Chart A: The net cost of the UK Government’s energy and cost-of-living support

Chart 3A: The net cost of the UK Government’s energy and cost-of-living support

Analysis by the IMF shows that the gross size of the UK Government’s energy support package relative to GDP is one of the highest in Europe (the columns in Chart B). The IMF figures incorporate some measures that we have not categorised as energy price support,a and do not net off revenue from windfall taxes, so put the two-year cost at 4.4 per cent of GDP. But this is lower than the 5.2 per cent that this figure would have been in November thanks largely to lower energy prices. The average cost of support in other European countries is significantly lower, at 2.6 per cent of GDP. It includes:

  • direct interventions, such as limits on retail energy price increases, the largest component accounting for just under half of the average overall cost;
  • support for businesses, which represents almost a third of the average overall cost, though there is significantly variation across countries;
  • energy-related tax cuts, which make up around a sixth of the cost across Europe; and
  • cash transfers, which make up around an eighth of the cost.

One of the reasons for the UK’s high level of fiscal support is its reliance on natural gas for final energy consumption (the diamonds in Chart B).
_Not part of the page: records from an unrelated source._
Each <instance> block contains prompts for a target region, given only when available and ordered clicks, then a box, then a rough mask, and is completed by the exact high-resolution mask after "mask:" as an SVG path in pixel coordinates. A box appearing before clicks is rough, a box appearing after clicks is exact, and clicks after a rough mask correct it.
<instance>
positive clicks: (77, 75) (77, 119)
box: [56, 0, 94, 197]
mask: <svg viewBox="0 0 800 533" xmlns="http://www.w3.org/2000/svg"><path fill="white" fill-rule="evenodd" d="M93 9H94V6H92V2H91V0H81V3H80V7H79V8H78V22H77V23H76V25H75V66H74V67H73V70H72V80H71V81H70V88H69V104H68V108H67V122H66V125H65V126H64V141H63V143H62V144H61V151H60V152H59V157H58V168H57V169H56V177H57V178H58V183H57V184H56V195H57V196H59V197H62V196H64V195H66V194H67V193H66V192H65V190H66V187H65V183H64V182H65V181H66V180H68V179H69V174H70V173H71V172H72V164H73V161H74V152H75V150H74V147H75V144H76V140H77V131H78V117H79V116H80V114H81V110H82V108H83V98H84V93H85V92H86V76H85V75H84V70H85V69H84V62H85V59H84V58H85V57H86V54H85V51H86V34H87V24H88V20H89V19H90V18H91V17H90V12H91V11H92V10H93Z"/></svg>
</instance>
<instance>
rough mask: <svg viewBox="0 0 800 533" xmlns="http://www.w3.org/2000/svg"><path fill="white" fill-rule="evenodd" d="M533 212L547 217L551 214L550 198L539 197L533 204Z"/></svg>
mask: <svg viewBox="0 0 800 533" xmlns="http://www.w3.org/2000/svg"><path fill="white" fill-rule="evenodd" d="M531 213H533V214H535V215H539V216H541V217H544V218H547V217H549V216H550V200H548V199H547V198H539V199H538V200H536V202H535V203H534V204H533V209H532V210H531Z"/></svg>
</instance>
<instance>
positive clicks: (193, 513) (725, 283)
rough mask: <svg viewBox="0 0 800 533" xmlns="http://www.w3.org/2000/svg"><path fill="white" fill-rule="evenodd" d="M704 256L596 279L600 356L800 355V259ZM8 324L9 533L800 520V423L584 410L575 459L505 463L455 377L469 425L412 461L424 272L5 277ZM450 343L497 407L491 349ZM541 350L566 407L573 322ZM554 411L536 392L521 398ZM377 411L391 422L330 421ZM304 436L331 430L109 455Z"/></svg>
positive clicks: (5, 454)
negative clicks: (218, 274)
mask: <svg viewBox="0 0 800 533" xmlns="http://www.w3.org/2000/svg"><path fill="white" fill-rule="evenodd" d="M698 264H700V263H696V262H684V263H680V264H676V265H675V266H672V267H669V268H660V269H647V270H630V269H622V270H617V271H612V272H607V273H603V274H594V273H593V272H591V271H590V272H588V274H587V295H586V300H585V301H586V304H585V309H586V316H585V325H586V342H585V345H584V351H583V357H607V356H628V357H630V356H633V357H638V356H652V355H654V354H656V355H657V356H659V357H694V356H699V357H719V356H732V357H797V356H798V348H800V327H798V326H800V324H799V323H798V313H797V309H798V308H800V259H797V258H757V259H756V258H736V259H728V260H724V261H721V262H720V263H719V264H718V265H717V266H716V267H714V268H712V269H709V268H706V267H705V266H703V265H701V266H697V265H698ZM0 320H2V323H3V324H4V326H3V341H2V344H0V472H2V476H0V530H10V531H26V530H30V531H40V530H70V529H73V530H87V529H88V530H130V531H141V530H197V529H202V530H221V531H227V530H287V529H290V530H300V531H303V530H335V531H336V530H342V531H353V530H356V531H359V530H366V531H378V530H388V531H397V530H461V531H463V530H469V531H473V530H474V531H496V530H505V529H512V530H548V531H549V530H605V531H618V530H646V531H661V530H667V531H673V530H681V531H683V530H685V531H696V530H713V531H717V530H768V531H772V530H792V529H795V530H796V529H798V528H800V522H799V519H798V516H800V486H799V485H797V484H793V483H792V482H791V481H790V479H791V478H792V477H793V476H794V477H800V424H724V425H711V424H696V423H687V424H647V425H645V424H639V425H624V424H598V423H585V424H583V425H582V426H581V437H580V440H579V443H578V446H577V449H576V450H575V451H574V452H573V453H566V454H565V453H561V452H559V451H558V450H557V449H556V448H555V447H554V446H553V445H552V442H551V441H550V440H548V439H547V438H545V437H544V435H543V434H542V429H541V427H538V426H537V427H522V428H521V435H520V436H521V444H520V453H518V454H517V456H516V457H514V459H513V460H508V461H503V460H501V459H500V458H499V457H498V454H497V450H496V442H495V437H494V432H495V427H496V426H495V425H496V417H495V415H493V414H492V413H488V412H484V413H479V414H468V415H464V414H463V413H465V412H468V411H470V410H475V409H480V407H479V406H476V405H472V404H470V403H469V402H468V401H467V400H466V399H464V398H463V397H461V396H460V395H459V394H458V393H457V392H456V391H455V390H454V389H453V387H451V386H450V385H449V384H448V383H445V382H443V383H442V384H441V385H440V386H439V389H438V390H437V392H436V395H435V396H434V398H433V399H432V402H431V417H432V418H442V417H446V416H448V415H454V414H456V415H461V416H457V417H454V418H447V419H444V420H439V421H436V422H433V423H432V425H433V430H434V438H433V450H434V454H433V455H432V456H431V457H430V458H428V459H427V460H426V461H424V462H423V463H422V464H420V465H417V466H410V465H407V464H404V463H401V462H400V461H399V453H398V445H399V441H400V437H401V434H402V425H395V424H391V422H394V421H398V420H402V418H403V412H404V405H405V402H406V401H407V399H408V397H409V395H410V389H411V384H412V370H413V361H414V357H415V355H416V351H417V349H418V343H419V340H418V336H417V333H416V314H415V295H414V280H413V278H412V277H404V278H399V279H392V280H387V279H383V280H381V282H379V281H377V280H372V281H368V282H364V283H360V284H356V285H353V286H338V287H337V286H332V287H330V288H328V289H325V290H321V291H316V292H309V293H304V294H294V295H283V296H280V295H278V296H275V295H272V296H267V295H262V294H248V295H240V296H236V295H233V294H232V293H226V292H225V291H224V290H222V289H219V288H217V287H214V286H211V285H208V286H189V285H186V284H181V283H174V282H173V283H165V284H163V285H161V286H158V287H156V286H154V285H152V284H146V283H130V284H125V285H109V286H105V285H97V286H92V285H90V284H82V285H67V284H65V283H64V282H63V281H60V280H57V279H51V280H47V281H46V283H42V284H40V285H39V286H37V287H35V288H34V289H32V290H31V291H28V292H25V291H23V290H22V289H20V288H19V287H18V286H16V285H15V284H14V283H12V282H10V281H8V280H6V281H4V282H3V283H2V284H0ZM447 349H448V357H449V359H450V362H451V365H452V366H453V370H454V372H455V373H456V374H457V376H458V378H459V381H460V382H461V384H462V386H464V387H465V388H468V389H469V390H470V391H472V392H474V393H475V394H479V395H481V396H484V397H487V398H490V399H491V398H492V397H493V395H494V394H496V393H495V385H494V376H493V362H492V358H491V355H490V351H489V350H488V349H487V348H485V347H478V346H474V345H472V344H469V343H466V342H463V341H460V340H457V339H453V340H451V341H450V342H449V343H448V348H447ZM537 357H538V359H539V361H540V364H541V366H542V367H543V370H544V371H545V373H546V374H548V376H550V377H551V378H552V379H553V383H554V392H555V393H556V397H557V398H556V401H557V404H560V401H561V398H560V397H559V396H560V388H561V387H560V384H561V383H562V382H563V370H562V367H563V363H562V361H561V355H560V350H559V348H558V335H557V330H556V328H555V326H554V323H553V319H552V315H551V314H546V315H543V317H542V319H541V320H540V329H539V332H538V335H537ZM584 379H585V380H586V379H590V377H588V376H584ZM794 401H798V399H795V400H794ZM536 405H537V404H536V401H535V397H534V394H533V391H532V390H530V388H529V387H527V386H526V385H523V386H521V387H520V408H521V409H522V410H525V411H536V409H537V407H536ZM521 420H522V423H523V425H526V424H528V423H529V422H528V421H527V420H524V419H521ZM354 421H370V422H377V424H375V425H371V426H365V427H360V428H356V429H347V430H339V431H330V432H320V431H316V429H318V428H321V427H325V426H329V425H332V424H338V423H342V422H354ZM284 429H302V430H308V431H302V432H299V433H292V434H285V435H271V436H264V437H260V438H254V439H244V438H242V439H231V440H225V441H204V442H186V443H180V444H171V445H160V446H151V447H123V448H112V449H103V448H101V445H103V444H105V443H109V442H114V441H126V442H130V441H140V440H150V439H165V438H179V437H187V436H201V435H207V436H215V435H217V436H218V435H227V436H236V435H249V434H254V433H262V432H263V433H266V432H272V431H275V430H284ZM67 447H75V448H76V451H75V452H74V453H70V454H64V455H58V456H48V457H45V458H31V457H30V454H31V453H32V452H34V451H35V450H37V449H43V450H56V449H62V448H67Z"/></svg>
The share of natural gas in gross inland energy consumption in the UK, at 36.6 per cent, is around 1½ times the European average of 23.9 per cent. Natural gas also largely drives UK wholesale electricity prices, while limited storage capacity leaves the UK more exposed to fluctuations in energy market prices.

Chart B: European countries’ size of energy support packages in 2022 and 2023 and the share of natural gas in final energy consumption

Chart 3B: European countries’ size of energy support packages in 2022 and 2023 and the share of natural gas in final energy consumption

This box was originally published in Economic and fiscal outlook – March 2023

a The UK estimates in Chart B are based on our own figures but including the same types of measures that the IMF has included for other countries so that they are on a like-for-like basis with other countries. This means that our latest March 2023 estimate is materially higher than that in Chart A, primarily because the latter excludes the cost of abolishing the health and social care levy, that we do not consider to constitute energy price support.